Tuesday, January 23, 2007


The New York Times has a story about the Hillary Clinton webcast; here's the gloss on that Times story at Lucianne.com:

Hillary and her fake movie memory busted right out of the box.


I go to the revelant Lucianne thread and learn that the alleged debunking is at Hugh Hewitt's blog. Here it is:

Asked about her favorite movie, she replied in part: "Probably when I was in college and law school, Casablanca.  You know, I watched it,  I don't know how many times, and you know it was always so just much fun, and by the time we watched it over and over again we were actually reciting the dialogue" ...

Mrs. Clinton graduated from Wellesley in 1969 and Yale Law School in 1973.  Perhaps  Betamax machines and VCRs made an early appearance at those campuses, or there was a  film theater nearby that showed nothing but Casablanca, but the idea that she watched it "over and over again," is one of those "hmmm" moments that catch your attention, like Al Gore's dog's Shiloh's medicine or John Kerry's magic hat.

Oh, Jesus. What is wrong with these people?

OK, kids, here's a little history lesson from a middle-aged guy. Back in the Jurassic Era, before Netflix and DVDs and VHS and Betamax, there were revival houses -- theaters that screened nothing but old (or relatively old) movies. They tended to thrive in -- duh! -- big cities and college towns. (I believe New Haven would qualify as both. Please fact-check me on this.)
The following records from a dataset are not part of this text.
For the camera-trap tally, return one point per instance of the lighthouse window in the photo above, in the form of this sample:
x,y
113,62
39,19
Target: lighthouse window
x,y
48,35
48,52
Campus organizations also screened classics -- every weekend, as a rule. Usually these were film societies, but sometimes they were just non-film organizations looking to raise money.

Oh, and there was a telecommunications medium known as "late night TV," where genuinely old movies showed up on a regular basis. (Back then, virtually every TV channel was Turner Classic Movies after midnight.)

When I was a teenager in Boston, shortly after Hillary got her law degree, you really could see classic films like Casablanca every few months. If Hewitt claims not to know this, he's either lying or oblivious -- he's Harvard class of '78; what does he think was going on in the '70s and '60s at theaters like the Orson Welles Cinema and the Brattle? By the way, about the Brattle....

In the 1950s the Brattle Theater was bought by two gentlemen who started programming older films for the Harvard students. They chose 'Casablanca'...which wasn't an obscure film...it had won an Academy Award for Best Picture...but it was about ten years old and they screened it during final exams. Students started coming and then it became a mission among older Harvard students to bring freshmen, dates, and others to the film. Eventually, people started showing up in costumes and began speaking the dialogue and standing up to sing. It was the original "Rocky Horror Picture Show" -- the original audience experience in a movie theater in a way that had never happened before in movie theaters.

So -- at least in Cambridge, starting in the 1950s -- people did see Casablanca so often that they could recite the dialogue. Maybe Hugh even knew some of them. So why not Wellesley in the '60s or New Haven in the early '70s?

So there's one more phony scandal. I wonder how far up the media food chain this one will go. (Though you have to feel sorry for the wingnuts --they need something now that the Obama's-a-secret-Muslim lie has been thoroughly debunked by CNN.)


One more thing: In Hillary's webcast, she says her favorite recent movie is Out of Africa. Hewitt's gloss:

Finally, the "Out of Africa" reference may lose her the election.  Really.  That's frightening. 

Is this supposed to be a joke? And if not, does anybody have the slightest idea what he's talking about?